Sahip Olmak Mı, Ait Olmak Mı?

Firavun Hz. Musa’yı dar bir geçitte at arabalarından oluşan ordusu ile kovaladığı sırada artık Firavun’un baş veziri konumundaki Hegep’in arabası devrilir ve Hegep son sürat kendisine doğru gelen koca bir ordunun önüne düşer. Dizlerinin üstüne doğrulması ve orduya “dur” emri anlamında sağ elini kaldırmasıyla parçalanması arasında pek bir süre geçmez. Kral gibi yaşayan ama kral olmayan bir adamın içinde barındırdığı fakat gerçekliği olmayan “güçlü” zannının ve oluşturmaya çalıştığı algının trajikomik sonudur. Düştüğü ve aciz kaldığı durum ile yüzleşmektense “güçlü” olduğu zannı ve güç gösterisi ile hayatta kalacağına inanması. Birçoğunuza bu metafor tanıdık gelmiştir.
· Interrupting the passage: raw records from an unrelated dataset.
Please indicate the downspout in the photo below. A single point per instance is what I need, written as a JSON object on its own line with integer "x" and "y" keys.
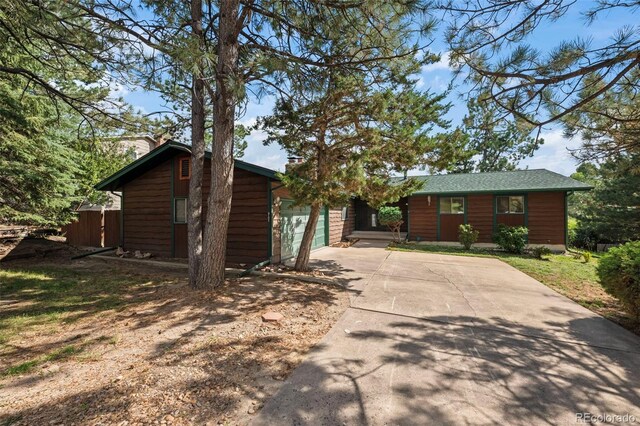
{"x": 269, "y": 219}
{"x": 566, "y": 219}
{"x": 121, "y": 216}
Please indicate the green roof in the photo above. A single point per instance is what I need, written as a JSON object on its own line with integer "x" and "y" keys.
{"x": 161, "y": 154}
{"x": 499, "y": 182}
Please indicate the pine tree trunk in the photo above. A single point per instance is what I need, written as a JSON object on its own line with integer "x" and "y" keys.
{"x": 302, "y": 261}
{"x": 211, "y": 272}
{"x": 194, "y": 213}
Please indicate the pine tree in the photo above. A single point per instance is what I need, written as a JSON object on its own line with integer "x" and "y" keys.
{"x": 353, "y": 136}
{"x": 490, "y": 142}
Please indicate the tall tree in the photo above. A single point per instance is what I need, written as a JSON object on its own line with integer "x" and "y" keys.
{"x": 55, "y": 101}
{"x": 252, "y": 47}
{"x": 610, "y": 213}
{"x": 352, "y": 138}
{"x": 490, "y": 142}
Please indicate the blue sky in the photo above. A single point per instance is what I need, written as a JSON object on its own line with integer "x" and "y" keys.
{"x": 553, "y": 155}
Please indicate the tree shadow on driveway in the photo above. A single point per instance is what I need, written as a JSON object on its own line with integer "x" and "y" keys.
{"x": 457, "y": 370}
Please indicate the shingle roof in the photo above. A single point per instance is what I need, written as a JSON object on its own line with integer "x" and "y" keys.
{"x": 159, "y": 155}
{"x": 499, "y": 182}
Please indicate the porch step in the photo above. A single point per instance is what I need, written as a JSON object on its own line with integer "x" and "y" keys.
{"x": 374, "y": 235}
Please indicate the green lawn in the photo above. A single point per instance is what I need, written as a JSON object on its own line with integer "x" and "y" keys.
{"x": 571, "y": 277}
{"x": 39, "y": 300}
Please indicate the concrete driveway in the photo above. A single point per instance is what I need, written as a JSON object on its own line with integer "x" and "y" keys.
{"x": 435, "y": 339}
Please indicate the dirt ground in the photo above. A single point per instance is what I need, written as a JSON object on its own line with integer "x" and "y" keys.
{"x": 168, "y": 355}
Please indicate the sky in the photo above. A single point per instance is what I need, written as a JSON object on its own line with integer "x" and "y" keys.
{"x": 553, "y": 155}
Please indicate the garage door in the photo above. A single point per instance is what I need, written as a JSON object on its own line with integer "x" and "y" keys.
{"x": 293, "y": 220}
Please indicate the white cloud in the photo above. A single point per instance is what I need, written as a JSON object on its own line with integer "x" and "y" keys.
{"x": 554, "y": 154}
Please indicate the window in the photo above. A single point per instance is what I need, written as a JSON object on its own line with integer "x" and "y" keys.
{"x": 185, "y": 169}
{"x": 510, "y": 204}
{"x": 180, "y": 210}
{"x": 451, "y": 205}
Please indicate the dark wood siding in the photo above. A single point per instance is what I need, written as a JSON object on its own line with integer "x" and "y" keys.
{"x": 247, "y": 236}
{"x": 546, "y": 217}
{"x": 147, "y": 212}
{"x": 480, "y": 215}
{"x": 339, "y": 228}
{"x": 449, "y": 224}
{"x": 422, "y": 218}
{"x": 363, "y": 220}
{"x": 148, "y": 221}
{"x": 510, "y": 219}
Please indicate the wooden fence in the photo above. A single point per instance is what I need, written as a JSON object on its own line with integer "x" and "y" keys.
{"x": 94, "y": 229}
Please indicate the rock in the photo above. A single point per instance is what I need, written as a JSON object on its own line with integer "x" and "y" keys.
{"x": 272, "y": 317}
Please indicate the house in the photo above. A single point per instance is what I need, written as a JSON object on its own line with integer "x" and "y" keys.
{"x": 134, "y": 146}
{"x": 266, "y": 224}
{"x": 536, "y": 199}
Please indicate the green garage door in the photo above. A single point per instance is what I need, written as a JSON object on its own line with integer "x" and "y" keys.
{"x": 293, "y": 220}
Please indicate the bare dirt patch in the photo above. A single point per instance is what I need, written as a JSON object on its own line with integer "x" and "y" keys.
{"x": 160, "y": 353}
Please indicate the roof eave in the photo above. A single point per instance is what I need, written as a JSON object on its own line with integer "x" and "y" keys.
{"x": 503, "y": 191}
{"x": 112, "y": 183}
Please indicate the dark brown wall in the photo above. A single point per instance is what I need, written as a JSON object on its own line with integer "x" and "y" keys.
{"x": 510, "y": 219}
{"x": 546, "y": 217}
{"x": 422, "y": 218}
{"x": 338, "y": 228}
{"x": 480, "y": 215}
{"x": 147, "y": 212}
{"x": 247, "y": 236}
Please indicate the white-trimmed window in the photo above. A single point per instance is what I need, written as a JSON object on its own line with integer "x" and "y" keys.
{"x": 451, "y": 205}
{"x": 510, "y": 204}
{"x": 180, "y": 210}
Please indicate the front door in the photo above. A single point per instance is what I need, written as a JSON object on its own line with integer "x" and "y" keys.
{"x": 452, "y": 215}
{"x": 293, "y": 220}
{"x": 367, "y": 217}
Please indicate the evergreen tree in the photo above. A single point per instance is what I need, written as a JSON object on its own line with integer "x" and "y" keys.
{"x": 610, "y": 213}
{"x": 353, "y": 137}
{"x": 490, "y": 142}
{"x": 490, "y": 39}
{"x": 225, "y": 52}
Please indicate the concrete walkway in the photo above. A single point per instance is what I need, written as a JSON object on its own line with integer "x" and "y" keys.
{"x": 435, "y": 339}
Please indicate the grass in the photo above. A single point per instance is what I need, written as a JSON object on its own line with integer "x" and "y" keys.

Geçen hafta İstanbul’da Üsküdar’da Mihrimah Sultan Camii duvar dibindeki çay ocağında oturuyorken bir adam yaklaştı. “Durumum yok ve ihtiyaç sahibiyim” dedi. Süslemedi, uzatmadı, eğilmedi, dua bile etmedi. Temiz giyimli ve 70 yaşlardaydı. Dikkat ettim ki; o çay ocağında oturan insanların çoğu bir dilenene verdiğinden çok fazla miktarda parayı adamcağıza iletti. Bizimle konudan bağımsız biraz sohbet edip çay ocağından ayrıldı. Sonra düşündüm. Adam ne kadar gerçekti ve netti. Bu istemek veya dilenmek değil dedim. Bir çeşit arzuhal diliydi.

Müteaahit bir arkadaşımın yapacağı binanın arsasında zeytin ağaçları varmış. Hatta ağaçlara zarar gelmemesi için inşaat öncesi ağaçlar vinç yardımıyla zarar görmeyecekleri alana taşınmış. İnşaat bitip, daire sahipleri binaya taşınmaya başladıktan sonra yer sahibi gelerek zeytinlerin kendisinin olduğunu ve başkalarının toplamasına müsaade etmeyeceğini söylemiş. Arkadaşım uzun uzun yerin artık kendisinde olmadığını ve daire sakinleri ile bahçedeki zeytinleri paylaşması gerektiğini anlatınca “keselim o zaman” demiş. Sahip olmadığının yaşamaya hakkı olmadığı ve hatta ait olana bir hayrının dokunmasına da müsaade etmeme bilinci. Her şeyin sahibi olduğu ve olması gerektiği fikrine kendini fena kaptırmış. Makam ve mal sahibiyse veya sahibi gibi görünürse o ordunun durması gerektiğine olan inanç, durumu yok ve ihtiyaç sahibi veya gibi görünen adamların açlıktan ölmesi gerektiğine olan inanç gibi.

“Keselim o zaman” ifadesi Firavun’un “Tanrı” olduğuna ve Hegep’i “Kral” olduğuna inandıran hastalıklı sahip olma bilincinin dışa vurumudur. Gerçeklikten ve samimiyetten kopukluktur.

Bu hastalıklı sahip olma bilinci sadece mal ve makam sahiplerinde değil mal ve makam sahibi olma hırsı ile yanıp tutuşanlarda da mevcuttur.

Birileri ait olduklarınızı hor görüyor, zamanınızı kendisinin zannediyor ve hatta sizi küçümsüyorsa bence en doğrusu gerçek ve net bir duruştur. Gerçek ve net olanın konfor alanı ait olma bilinci sınırlarındadır.

Ait olmak sahip olmaktan daha büyük bir zenginliktir. Bunun en güzel örneği yine Hz. Musa’nın seçimindedir. İçine doğduğu kitle ile ait olduğu coğrafyada yaşamayı, Tanrı veya Kral olduğunu zannedenlerden kaçarak, sahip olmaya tercih etmiştir.